A dataset is a self-contained ZFS container for data, and is the smallest unit of control for ZFS policies like compression, deduplication, and quotas. This is also the smallest structure for setting ZFS flags. A dataset is essentially its own independent ZFS filesystem.
A zvol is a virtual disk image. These are similar to other virtual disks, like vmWare's VMDK or Hyper-V's VHD. Unlike these other disk images, a zvol is NOT a file, but is a reference to a block device. (These are actually created in /dev/zvol/tank/, but appear under pool tank in Storage->Pools.)
Datasets can be nested. A dataset can contain a zvol or another dataset, but a zvol cannot contain any child datasets or zvols.

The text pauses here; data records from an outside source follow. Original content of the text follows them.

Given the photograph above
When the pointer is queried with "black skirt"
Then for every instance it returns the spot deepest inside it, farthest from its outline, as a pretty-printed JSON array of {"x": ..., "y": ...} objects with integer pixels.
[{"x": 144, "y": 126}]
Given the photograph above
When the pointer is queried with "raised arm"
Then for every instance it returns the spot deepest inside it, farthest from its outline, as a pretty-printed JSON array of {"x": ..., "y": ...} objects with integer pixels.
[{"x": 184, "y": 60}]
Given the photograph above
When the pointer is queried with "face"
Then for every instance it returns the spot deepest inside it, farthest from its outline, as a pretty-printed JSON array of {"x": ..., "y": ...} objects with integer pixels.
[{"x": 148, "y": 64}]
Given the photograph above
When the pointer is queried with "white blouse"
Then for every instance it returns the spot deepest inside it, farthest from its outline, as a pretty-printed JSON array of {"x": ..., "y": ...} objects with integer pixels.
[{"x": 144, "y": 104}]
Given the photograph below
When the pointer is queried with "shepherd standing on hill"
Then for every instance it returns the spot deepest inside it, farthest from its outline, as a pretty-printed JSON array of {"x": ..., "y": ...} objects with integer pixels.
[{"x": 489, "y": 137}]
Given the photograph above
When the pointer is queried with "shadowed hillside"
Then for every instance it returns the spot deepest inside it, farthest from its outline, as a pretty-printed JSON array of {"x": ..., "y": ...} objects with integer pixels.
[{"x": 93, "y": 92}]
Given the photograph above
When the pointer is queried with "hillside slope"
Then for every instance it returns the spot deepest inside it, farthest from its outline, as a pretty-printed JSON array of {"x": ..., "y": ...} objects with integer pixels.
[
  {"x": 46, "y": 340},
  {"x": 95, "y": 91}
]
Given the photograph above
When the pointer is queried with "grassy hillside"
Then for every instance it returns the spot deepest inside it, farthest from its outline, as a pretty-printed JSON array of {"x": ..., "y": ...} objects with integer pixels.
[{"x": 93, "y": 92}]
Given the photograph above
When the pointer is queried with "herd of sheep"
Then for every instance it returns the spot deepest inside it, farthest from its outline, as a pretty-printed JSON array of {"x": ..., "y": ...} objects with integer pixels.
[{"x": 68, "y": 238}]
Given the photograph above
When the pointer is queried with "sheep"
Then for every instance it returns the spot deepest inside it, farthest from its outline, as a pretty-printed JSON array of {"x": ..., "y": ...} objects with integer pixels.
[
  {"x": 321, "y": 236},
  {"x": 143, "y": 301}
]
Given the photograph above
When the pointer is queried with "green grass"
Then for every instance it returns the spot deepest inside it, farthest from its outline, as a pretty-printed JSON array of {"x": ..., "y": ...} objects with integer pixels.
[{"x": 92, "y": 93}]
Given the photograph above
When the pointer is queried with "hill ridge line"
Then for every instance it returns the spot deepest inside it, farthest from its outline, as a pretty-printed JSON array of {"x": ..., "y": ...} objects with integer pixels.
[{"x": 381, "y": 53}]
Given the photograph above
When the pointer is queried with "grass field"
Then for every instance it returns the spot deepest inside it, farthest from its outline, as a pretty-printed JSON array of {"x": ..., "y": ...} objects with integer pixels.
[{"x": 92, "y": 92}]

2) Consider all the use cases for your data

What sharing mechanisms do you intend to support? AFP, NFS, SMB, iSCSI? It's generally a bad idea to have multiple sharing protocols acting on a single dataset, as it runs the risk of multiple users stepping on each other in that dataset, as file locking isn't shared across protocols, and working out what happened afterwards can be confusing. Also, iSCSI can only use zvols, whereas the others can only use datasets.
Do you want to run plugins or jails? The jail manager (warden or iocage) will construct a standard set of datasets for its own use, so you shouldn't construct any datasets with the same names. In particular, warden installs a dataset hierarchy under tank/jails, and iocage installs a hierarchy under tank/iocage, where tank is the pool. To provide access to a dataset on the host, you'll need to use the jail manager to map a host dataset to a mount point within the jail.
Do you want to run VMs? VM disks can only be zvols, not datasets. Once running, the VM can mount a host dataset via NFS (preferred) or SMB (not recommended, due to SMB's single-threaded operation).
What permissions structure do you intend? Nested datasets, in particular, can result in hairy permissions and/or ACL inheritance settings that are hard to debug.
Lastly, datasets can have independent snapshot/replication intervals. Is some data so critical that you need to snapshot every 30 minutes? That data should be collected within its own dataset.

3) Some rules of thumb

The top-level of a pool is reserved; don't just use it as a dumping ground.
Group data of similar criticality in the same dataset.
Have separate datasets for separate sharing protocols when practical.
Create zvols on mirror pools, if possible.
Only nest datasets when necessary, and then only to a maximum depth of around 2, to minimize jankiness with permissions and ACLs
Name your datasets and zvols so their function is obvious, not just today, but 5 or more years in the future.
- Avoid creating datasets with names beginning with a period (.). These datasets will be invisible in Storage->Pools, and any operations on these datasets (snapshots, replication, etc.) can only be performed using CLI tools in the shell. (If you absolutely know what you're doing, a hidden dataset can be created in either the GUI or the shell, and then used as normal.) Snapshots of these datasets do get listed in Storage->Snapshots, however.
- Likewise, avoid using shell special characters (e.g., /) in dataset names or snapshots names.
- Avoid using spaces in dataset/zvol names. This can result in unexpected behavior during replications and syncs.
Never create or modify datasets underneath jail manager-created datasets, like tank/jails or tank/iocage. Running jail cleanup utilities, like iocage clean -a will silently destroy these added datasets, as some forum members have learned to their chagrin. Also do not share out datasets underneath jail manager-created datasets, as using the ACL manager to change permissions on the share will break the jail manager's access to datasets for which it expects to have full control.
Avoid creating symlinks between datasets. This degrades the independence of datasets, and confuses utilities like du. It can also disturb replications and syncs.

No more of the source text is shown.